Skull and Shackles Player's Guide wrote:

Magic (such as make whole) can repair a sinking ship if the ship’s hit points are raised above 0, at which point the ship loses the sinking condition.

Not sure if that's reprinted anywhere or is superceded by something else, but it's a free download on Paizo's site. Sadly, no mentions of capsizing anywhere that I could find, but maybe there's something in the AP itself (which I don't have, or I would check)?

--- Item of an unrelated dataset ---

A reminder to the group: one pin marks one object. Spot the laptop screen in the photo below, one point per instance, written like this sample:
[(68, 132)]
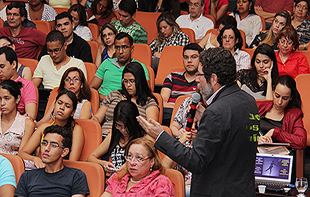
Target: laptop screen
[(273, 168)]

Im the gm, and ran it with the idea of 3.5 capsize in mind where a boat would flip over, but stay that way for a while, giving the players plenty of time to find a way to flip it over and/or heal it.
If someone can find where Pazio defined capsizing, I would appreciate it.
Also, just a heads up, but I dont run this encounter as a boat killer...
Ive always allowed players to just heal the boat a bit, do some engineering rp, and flip it back over.
Id 100% like to know the RAW, because the players deserve to know it, but honestly, I like the idea of it being able to be righted with some ingenuity.
Thanks for the responses.

Liberty's Edge

There are a few rules in Ultimate combat, but they are more appropriate for land vehicles.

The Skull & Shackles Player companion (a free download) has a bit more rules, but nothing about capsizing.
The only applicable stuff from Paizo that I have found is righting a "prone" vehicle (i.e. one overturned after a collision):

Quote:

It takes at least 5 full-round actions and a DC 25 Strength check from creatures adjacent to the vehicle to push a Large land or water vehicle up from being prone.

For every size category that the vehicle is larger than size Large, increase the number of full-round actions by three and the Strength check DC by 5.

You can try to get the Stormwrack PDF, it is the 3.5 sourcebook for water adventures and it has way more material.

The Exchange

Yeah, it's pretty much going to require magic, some extraordinary ability, or a lengthy and coordinated effort involving other boats.

Land rules aren't really applicable:
I have had practice in righting capsized craft as part of various water survival courses. Small ones like kayaks, canoes, or rowboats. Without something to brace yourself on, it is REALLY hard to get anything bigger than a canoe turned upright. It's not a matter of strength, it's a matter of newtonian physics. When you push up on something it pushes back down on you. On land that force is transferred into the earth. When you're treading water it just pushes you down and the boat doesn't rise much.

Even for canoes the easiest thing by far is to call your buddy over and use his canoe as a brace for draining and righting yours.